Andrea Mantella questa mattina in aula ha dichiarato di essere stato raggiunto in caserma, per una manciata di minuti, dopo la cattura, dall’avvocato Di Renzo. Il pm della Dda di Catanzaro Annamaria Frustaci ha chiesto se avesse contattato lui l’avvocato, o qualcuno dei suoi familiari. «Non so chi chiamò Di Renzo – ha dichiarato Mantella –. Di Renzo aveva già svolto il mandato difensivo per me». Il collaboratore aggiunge anche che «Di Renzo aveva entrature in magistratura e nelle forze dell’ordine. È sempre stato una fonte di notizie per me ma anche per il gruppo dei Mancuso di Limbadi». Secondo quanto riporta Mantella, l’avvocato gli avrebbe detto che la sua situazione processuale era complicata. L’avvocato avrebbe detto: «Se non c’è un motivo di salute come si fa…». Mantella afferma poi che il legale gli avrebbe fatto l’occhiolino e lui ha preso quelle parole e quel gesto come «un input».

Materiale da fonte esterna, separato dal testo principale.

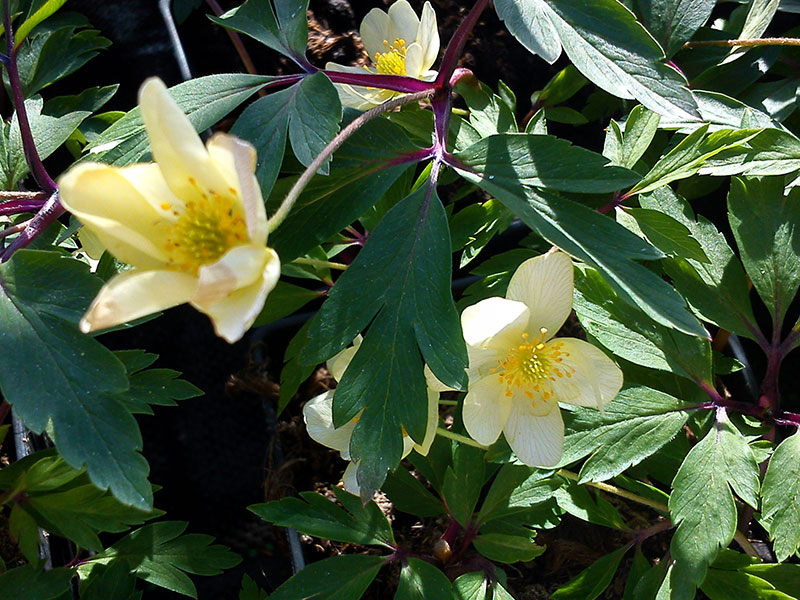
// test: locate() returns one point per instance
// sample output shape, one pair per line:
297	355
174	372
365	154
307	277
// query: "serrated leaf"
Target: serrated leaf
508	548
283	29
316	515
309	112
364	168
605	42
576	229
343	577
400	282
420	580
718	290
32	584
70	379
632	335
636	424
674	22
205	100
702	506
159	554
766	225
781	489
592	581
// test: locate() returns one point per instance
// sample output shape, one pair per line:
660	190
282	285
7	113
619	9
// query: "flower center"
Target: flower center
211	224
532	366
393	61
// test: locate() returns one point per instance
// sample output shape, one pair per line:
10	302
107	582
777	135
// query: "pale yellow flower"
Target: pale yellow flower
398	43
518	373
318	415
192	224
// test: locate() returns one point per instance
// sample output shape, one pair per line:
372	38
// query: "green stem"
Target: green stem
459	438
333	146
319	263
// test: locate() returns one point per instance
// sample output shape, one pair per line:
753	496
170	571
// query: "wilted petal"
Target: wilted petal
177	148
495	323
486	410
537	440
136	293
545	284
374	30
233	315
428	36
122	208
318	415
588	376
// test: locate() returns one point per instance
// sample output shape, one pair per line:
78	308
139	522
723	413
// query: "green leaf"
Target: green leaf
576	229
70	379
30	583
420	580
542	161
668	235
308	111
674	22
605	42
316	515
205	100
724	585
632	335
780	509
364	168
766	225
283	29
635	425
45	10
343	577
409	495
463	483
689	156
471	586
702	506
159	554
718	289
400	283
592	581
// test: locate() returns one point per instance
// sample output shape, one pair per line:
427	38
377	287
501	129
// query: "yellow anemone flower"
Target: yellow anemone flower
192	224
318	415
518	373
398	43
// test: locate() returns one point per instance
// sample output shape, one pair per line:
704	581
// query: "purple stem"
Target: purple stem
31	155
51	210
396	83
457	42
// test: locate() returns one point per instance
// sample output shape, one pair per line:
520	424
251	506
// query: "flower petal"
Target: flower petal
428	37
537	440
545	284
233	315
374	31
413	61
177	148
486	410
495	323
433	422
136	293
594	380
403	22
239	158
117	205
318	415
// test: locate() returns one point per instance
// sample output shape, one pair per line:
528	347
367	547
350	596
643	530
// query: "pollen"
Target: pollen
208	227
393	60
532	366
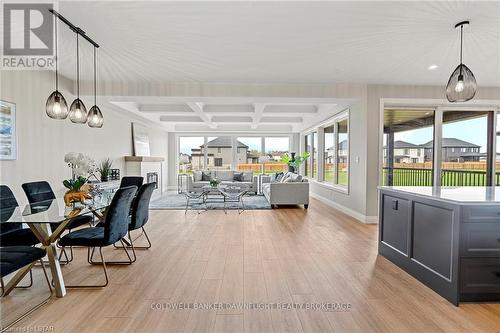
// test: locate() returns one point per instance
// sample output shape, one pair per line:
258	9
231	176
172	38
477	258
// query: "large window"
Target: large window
249	160
408	149
343	152
329	154
464	148
229	152
191	154
275	148
220	152
308	149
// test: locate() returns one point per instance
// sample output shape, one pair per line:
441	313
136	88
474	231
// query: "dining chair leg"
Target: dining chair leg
105	273
129	262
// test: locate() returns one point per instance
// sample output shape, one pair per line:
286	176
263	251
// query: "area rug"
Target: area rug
173	200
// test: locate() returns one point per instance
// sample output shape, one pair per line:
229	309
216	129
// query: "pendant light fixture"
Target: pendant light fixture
95	116
56	106
462	84
77	111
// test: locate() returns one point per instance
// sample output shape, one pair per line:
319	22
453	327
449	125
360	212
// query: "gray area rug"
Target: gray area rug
173	200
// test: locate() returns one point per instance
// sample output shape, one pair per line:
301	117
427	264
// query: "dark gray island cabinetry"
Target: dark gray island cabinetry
446	237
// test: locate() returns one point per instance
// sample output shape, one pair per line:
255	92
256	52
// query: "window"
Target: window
249	161
468	165
308	149
275	148
221	146
343	152
314	155
402	129
191	154
329	154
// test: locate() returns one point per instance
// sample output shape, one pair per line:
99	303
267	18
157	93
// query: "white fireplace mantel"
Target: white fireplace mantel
144	165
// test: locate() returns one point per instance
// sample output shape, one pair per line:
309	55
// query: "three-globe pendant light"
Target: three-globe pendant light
78	111
462	84
56	106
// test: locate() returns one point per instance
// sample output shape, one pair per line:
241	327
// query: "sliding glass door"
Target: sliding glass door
408	147
464	152
464	148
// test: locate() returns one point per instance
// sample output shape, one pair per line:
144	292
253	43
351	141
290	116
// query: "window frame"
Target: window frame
319	179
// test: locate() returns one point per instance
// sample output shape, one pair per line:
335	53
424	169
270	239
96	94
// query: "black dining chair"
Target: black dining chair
115	228
132	181
13	258
41	191
13	234
139	216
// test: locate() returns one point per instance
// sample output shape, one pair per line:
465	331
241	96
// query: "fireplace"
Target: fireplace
152	177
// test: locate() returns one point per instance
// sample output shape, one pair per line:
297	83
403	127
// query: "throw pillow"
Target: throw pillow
278	176
205	176
197	175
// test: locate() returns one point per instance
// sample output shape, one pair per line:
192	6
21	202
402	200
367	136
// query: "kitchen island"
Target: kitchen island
446	237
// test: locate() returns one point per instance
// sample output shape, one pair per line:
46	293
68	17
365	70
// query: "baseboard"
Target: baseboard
352	213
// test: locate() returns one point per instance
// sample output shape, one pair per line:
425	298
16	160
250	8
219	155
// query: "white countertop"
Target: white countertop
466	194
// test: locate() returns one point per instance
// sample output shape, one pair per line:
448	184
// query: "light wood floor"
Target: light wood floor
284	255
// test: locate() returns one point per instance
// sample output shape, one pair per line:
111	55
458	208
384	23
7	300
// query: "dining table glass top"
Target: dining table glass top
54	211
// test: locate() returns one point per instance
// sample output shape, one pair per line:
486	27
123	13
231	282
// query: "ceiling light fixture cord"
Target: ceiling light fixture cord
77	68
57	58
95	78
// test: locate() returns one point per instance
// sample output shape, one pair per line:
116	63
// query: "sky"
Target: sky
472	130
254	143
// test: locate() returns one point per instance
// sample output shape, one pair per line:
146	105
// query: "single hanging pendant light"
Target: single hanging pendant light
77	111
462	84
56	106
95	116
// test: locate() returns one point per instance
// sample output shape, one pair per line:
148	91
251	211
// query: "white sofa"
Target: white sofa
196	182
292	189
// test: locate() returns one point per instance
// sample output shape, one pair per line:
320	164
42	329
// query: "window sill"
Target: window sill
336	188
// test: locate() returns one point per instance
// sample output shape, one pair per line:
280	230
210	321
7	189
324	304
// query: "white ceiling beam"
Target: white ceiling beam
258	111
198	110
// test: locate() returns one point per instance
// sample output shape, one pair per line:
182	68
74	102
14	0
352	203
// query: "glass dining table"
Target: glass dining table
40	216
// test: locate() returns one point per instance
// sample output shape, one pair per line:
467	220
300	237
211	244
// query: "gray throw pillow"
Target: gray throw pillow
205	176
197	175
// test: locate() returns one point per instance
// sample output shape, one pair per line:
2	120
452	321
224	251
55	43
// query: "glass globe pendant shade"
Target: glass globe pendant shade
462	85
95	118
78	112
56	106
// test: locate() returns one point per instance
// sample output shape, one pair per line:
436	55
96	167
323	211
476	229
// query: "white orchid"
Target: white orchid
80	164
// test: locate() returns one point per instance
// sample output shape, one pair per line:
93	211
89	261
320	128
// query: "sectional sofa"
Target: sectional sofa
290	189
202	178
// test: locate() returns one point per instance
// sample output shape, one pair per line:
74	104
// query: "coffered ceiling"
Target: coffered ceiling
232	114
390	42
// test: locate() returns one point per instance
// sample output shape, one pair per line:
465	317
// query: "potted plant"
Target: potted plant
214	182
75	191
294	162
105	169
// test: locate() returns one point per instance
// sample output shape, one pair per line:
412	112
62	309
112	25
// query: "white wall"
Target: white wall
43	142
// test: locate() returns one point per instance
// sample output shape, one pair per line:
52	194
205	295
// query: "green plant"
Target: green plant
297	162
74	185
105	167
214	182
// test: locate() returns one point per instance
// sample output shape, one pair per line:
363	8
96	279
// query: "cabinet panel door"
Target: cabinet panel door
395	224
433	238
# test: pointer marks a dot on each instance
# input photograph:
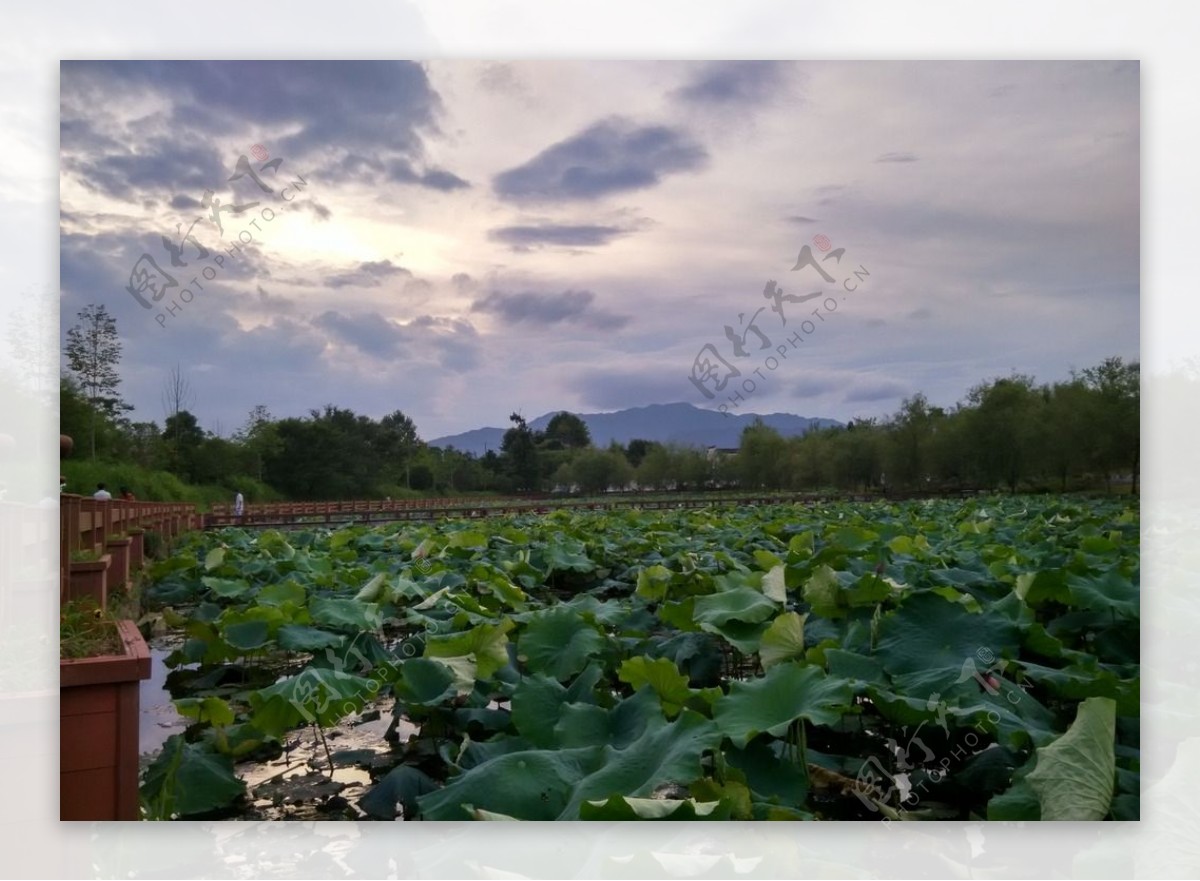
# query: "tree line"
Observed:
(1008, 433)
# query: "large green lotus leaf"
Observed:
(484, 645)
(400, 789)
(663, 676)
(469, 539)
(499, 586)
(246, 635)
(553, 784)
(679, 615)
(558, 642)
(281, 593)
(823, 593)
(852, 538)
(929, 639)
(1110, 592)
(768, 777)
(273, 541)
(783, 640)
(301, 637)
(210, 709)
(588, 725)
(625, 808)
(774, 583)
(345, 613)
(664, 753)
(1074, 777)
(742, 604)
(528, 785)
(653, 582)
(538, 701)
(665, 679)
(1078, 682)
(743, 635)
(1043, 586)
(424, 681)
(857, 667)
(1015, 804)
(773, 701)
(227, 588)
(375, 589)
(187, 778)
(697, 654)
(316, 695)
(567, 556)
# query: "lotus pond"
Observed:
(939, 659)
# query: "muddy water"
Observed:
(298, 784)
(159, 719)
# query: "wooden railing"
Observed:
(87, 525)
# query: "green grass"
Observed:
(83, 474)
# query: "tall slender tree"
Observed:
(93, 352)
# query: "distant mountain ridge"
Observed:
(665, 423)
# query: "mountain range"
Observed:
(665, 423)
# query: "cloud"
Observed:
(736, 83)
(814, 387)
(607, 389)
(436, 179)
(453, 342)
(563, 234)
(611, 156)
(299, 107)
(867, 390)
(367, 275)
(569, 307)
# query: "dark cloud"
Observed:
(367, 275)
(738, 83)
(453, 342)
(814, 387)
(435, 179)
(569, 307)
(611, 156)
(501, 79)
(556, 234)
(607, 389)
(311, 204)
(875, 390)
(393, 114)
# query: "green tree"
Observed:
(567, 431)
(94, 352)
(1003, 429)
(520, 450)
(1116, 424)
(761, 456)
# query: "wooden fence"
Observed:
(88, 525)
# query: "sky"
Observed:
(461, 240)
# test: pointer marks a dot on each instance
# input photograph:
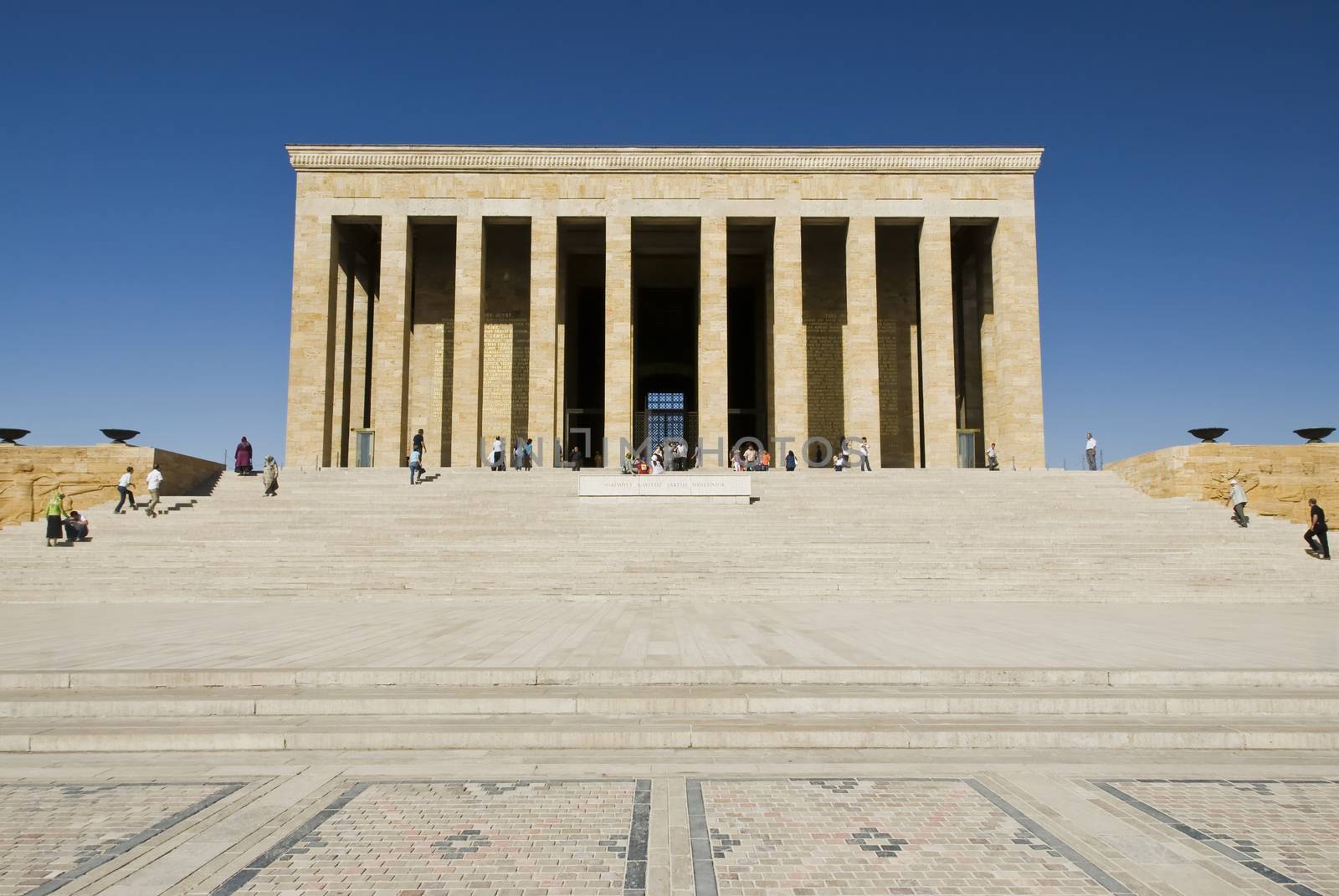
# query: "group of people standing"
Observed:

In carcere Mantella aveva così cominciato a mostrarsi depresso, a dire che gli mancava la famiglia, che gli mancava l’aria, fino al finto tentativo di impiccagione. «Ma era tutta una finta. Il medico mi ha preso i parametri ed erano tutti nella norma», racconta il collaboratore. Dopo questo gesto il suo legale ripercorre la via dell’incompatibilità col carcere. Viene nominato un consulente di parte che redige una perizia depositata all’autorità giudiziaria. Perizia rigettata. Mantella racconta che verrà scarcerato per il venir meno delle esigenze cautelari, dal Tribunale della Libertà in seguito al pagamento di 30mila euro a un giudice. L’udienza termina con questi racconti. Riprenderà a luglio per entrare nel vivo del tema delle false perizie.